Committee Vice Chair Makali Mulu said:
“The issue of the exchange rate is actually a major concern for this country
and I think you need to come out more strongly and advice on what needs to be
done because these are issues under your domain.”
Wajir East MP Aden Daud posed: “Is
it a good policy for us to allow the market forces to dictate the value of the
shilling in the short term, or what is the cost benefit analysis of us trying
to prop up the shilling instead of the market forces vis a vis the debt burden?”
Thugge responded; “What we are
doing to address is fiscal consolidation, we have engaged investors, we are engaging
development partners with the expectations of inflows, we are doing something
about it…”
The committee members were
alarmed by a further admission that currency appreciation was resulting in a
rise in the debt stock, meaning already heavily taxed taxpayers would dig
deeper to keep the economy running.
“In four months the external debt
and debt service is estimated to have increased by Ksh.382.6 billion in terms
of external debt, and in terms of debt service payments an additional Ksh.6.9
billion,” he said.
Although the CBK Governor outlined
short term measures to help stabilise the shilling, it seemed the status quo
would remain for a while.
“The proximate cause of this
depreciation is the high interest rate in the United State…when the US started
to fight inflation, it was very aggressive, the inflation was at 9.1% last year,
the federal reserve bank has a rate of 2% and they wanted to reduce to the 2%
and they raised the federal reserve rates, the impact was the dollars was
sucked in into the US,” he stated.
However, the committee was still
unconvinced that the government was doing enough in comparison to the East
African Community neighbours.
MP Daud posed; “I wonder why the
Ugandan shilling has appreciated against the Kenya shillings and why the
Tanzanian shilling has appreciated against the Kenya shilling…does that mean
its only us affected by the higher interest rates in the US and the regional
markets?”
Thugge noted; “If you look at our
exports to the GDP ratio, its much lower than Uganda and Tanzania, which means
relative to their economy they get more foreign exchange into their economy. Secondly,
we are doing great in tourism than Uganda and Tanzania.”

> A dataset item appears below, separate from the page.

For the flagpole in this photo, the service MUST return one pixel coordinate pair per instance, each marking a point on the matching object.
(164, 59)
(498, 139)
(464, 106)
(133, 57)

The CBK boss said a further drop
in Kenya's tourism fortunes was also to blame for the reduction in foreign
exchange.
“This year I think we were
projecting tourism seats of roughly USD 1.2 billion…Uganda was at USD 1.1
billion…slightly lower than us…and Tanzania was in the range of USD 2.6
billion. If you take those figures relative to the size of the economy, you can
see we are well behind the two nations in terms of even tourism receipts, which
come as foreign exchange and help stabilise the dollar,” said Thugge.
The matter got bleaker as Thugge
put up a case for what is the state of the economy vis a vis her neighbours.

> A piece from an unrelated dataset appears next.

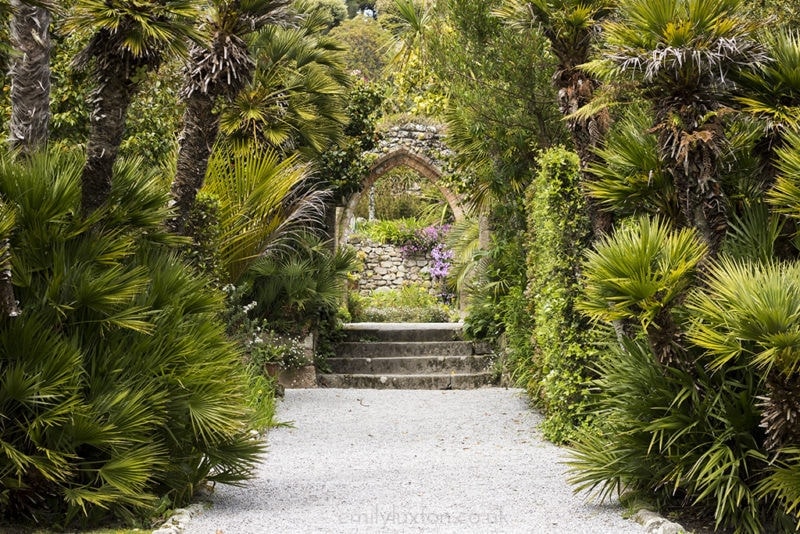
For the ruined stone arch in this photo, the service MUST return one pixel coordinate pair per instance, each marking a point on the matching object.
(415, 146)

“This year we are projecting something
on the order of USD 775 million, if you go to Uganda they’re expecting
something on the order of USD 2.5 billion…that is almost three and a half times
what we are getting…of course they have the oil industry and a lot of FDIs
going there hence foreign exchange going to their system…again, in Tanzania, they’re
getting USD 1.6 billon in FDI, so they are factors explaining the strengthening
of their shilling, it started in 2019, the shilling has 27 percent,” he said.
The Central Bank Governor said the
government, in order to further fund its activities, is targeting to borrow Ksh.449.2
billion from the domestic market while at the same time mobilising external
funding from multilateral institutions, development partners and regional banks
as the African Development Bank for cheaper loans and grants.

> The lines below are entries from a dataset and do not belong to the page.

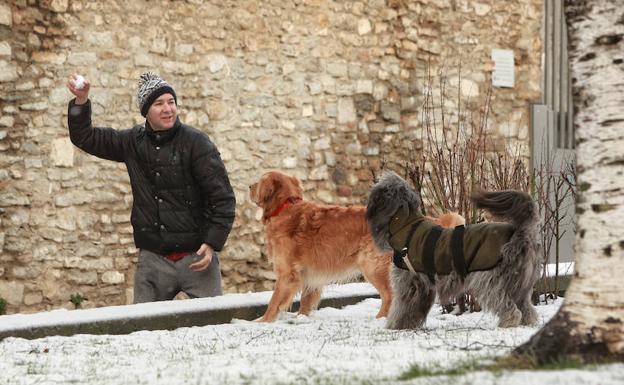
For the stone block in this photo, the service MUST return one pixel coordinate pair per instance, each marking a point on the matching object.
(62, 152)
(346, 111)
(364, 26)
(5, 48)
(12, 292)
(7, 121)
(8, 71)
(113, 277)
(49, 57)
(6, 16)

“When we do get that additional external
financing, what happens is that there is a reduction in the domestic borrowing,
particularly since now it is quite high…the interest is quite high…we hope to
substitute domestic borrowing,” said Thugge.
The Controller of Budget, who
also appeared before the committee, revealed that invoices had shown that
public debt repayment accounted the biggest chunk of Kenya's expenditure at
over 89.3 percent.
The public debt committee intends
to conduct a special audit to ascertain Kenya’s financial soundness.